To solve the inequality xln(x) + 1 > x + ln(x), you can follow these steps:
Step 1: Rearrange the inequality to isolate the terms involving x on one side:
xln(x) - x - ln(x) + 1 > 0
Step 2: Combine the like terms:
xln(x) - ln(x) - x + 1 > 0
Step 3: Simplify:
ln(x)(x - 1) - (x - 1) > 0
Step 4: Factor out the common term:
(x - 1)(ln(x) - 1) > 0
Step 5: Determine the critical points by setting each factor equal to zero:
x - 1 = 0 (1)
ln(x) - 1 = 0 (2)
Solve equation (1):
x = 1
Solve equation (2):
ln(x) = 1
x = e
So, the critical points are x = 1 and x = e.
Step 6: Create a number line and plot the critical points on it:
e 1
Step 7: Test the intervals between the critical points:
Choose a value less than 1, let's say x = 0. Substitute it into the inequality:
(0 - 1)(ln(0) - 1) > 0
(-1)(undefined) > 0
Since ln(0) is undefined, we cannot evaluate whether it is greater than 0 or not.

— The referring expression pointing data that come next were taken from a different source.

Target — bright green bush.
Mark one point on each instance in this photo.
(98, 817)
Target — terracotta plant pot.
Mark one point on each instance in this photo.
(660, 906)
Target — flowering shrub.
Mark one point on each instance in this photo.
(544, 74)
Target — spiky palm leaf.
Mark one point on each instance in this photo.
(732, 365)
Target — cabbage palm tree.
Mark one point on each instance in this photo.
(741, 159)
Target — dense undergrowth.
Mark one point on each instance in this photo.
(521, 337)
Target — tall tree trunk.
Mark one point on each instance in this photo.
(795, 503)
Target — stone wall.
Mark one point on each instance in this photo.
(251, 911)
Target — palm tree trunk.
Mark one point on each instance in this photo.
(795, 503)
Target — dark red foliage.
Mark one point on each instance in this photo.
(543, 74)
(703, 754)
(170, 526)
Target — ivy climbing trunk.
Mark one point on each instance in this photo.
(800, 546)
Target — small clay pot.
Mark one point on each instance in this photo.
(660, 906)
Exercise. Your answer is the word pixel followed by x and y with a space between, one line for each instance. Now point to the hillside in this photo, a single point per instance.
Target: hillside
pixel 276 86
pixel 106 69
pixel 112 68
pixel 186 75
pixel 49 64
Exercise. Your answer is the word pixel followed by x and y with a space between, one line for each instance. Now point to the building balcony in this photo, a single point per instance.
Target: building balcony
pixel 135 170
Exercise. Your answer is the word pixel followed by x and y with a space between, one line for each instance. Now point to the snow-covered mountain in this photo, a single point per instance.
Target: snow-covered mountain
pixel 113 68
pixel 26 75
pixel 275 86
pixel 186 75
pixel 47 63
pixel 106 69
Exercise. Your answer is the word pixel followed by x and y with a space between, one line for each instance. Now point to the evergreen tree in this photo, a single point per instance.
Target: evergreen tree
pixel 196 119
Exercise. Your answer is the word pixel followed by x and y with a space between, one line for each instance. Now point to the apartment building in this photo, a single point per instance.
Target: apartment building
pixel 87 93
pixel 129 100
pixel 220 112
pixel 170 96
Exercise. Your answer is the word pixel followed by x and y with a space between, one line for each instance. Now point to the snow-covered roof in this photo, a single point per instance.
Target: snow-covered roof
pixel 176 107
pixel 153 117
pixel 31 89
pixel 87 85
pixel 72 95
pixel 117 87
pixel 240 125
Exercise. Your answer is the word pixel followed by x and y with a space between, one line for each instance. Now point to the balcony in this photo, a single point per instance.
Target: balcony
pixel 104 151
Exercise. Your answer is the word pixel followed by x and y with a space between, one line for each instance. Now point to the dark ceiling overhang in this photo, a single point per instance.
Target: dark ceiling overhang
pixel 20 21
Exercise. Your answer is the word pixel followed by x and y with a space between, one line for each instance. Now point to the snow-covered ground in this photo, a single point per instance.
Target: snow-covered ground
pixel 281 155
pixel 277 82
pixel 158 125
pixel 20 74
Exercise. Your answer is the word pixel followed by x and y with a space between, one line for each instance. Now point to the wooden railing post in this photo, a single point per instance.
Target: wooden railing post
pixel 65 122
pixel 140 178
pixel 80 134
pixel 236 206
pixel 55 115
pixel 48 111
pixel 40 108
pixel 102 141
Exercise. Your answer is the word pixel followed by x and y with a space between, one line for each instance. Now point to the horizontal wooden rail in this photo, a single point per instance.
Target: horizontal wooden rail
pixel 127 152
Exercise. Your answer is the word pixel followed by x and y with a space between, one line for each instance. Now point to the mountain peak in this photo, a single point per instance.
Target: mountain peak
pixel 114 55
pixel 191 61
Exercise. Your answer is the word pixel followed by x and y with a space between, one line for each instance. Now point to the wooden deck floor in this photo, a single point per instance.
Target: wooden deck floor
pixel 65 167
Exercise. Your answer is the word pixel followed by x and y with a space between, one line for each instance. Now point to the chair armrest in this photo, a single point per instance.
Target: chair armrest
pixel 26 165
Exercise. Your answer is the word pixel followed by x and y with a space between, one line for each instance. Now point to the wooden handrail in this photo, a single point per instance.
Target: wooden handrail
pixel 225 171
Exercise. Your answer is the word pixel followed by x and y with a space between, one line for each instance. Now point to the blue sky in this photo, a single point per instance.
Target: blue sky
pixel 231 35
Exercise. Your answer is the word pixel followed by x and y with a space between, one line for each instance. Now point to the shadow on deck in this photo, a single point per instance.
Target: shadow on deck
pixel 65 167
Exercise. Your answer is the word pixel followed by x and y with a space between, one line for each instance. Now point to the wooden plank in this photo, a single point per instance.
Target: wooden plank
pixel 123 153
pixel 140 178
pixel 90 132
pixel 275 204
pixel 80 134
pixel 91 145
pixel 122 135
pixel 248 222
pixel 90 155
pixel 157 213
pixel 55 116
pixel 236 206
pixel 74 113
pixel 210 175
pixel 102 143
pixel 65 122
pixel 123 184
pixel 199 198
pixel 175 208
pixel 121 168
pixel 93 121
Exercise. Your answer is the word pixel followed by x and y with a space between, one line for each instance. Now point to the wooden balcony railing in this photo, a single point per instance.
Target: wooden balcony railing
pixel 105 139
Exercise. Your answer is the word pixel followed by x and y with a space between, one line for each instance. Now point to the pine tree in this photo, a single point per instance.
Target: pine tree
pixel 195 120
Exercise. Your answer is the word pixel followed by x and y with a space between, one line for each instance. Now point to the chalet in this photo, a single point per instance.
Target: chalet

Choose a value between 1 and e, let's say x = 2. Substitute it into the inequality:
(2 - 1)(ln(2) - 1) > 0
(1)(positive) > 0
Since the inequality is true, this interval satisfies the inequality.
Choose a value greater than e, let's say x = 3. Substitute it into the inequality:
(3 - 1)(ln(3) - 1) > 0
(2)(positive) > 0
Since the inequality is true, this interval satisfies the inequality.
Step 8: Determine the solution:
From the number line, we see that the solution to the inequality is x ∈ (1, e) U (e, ∞).
Now, let's move on to solving the inequality e^(1/x) > 1:
Step 1: Raise e to both sides of the inequality:
e^(1/x) > e^1
Step 2: Simplify:
e^(1/x) > e
Step 3: Take the natural logarithm of both sides:
ln(e^(1/x)) > ln(e)
Step 4: Simplify using the properties of logarithms:
1/x > 1
Step 5: Cross-multiply and simplify:
1 > x
So, the solution to the inequality e^(1/x) > 1 is x < 1.
Therefore, combining both solutions, the final solution is x < 1.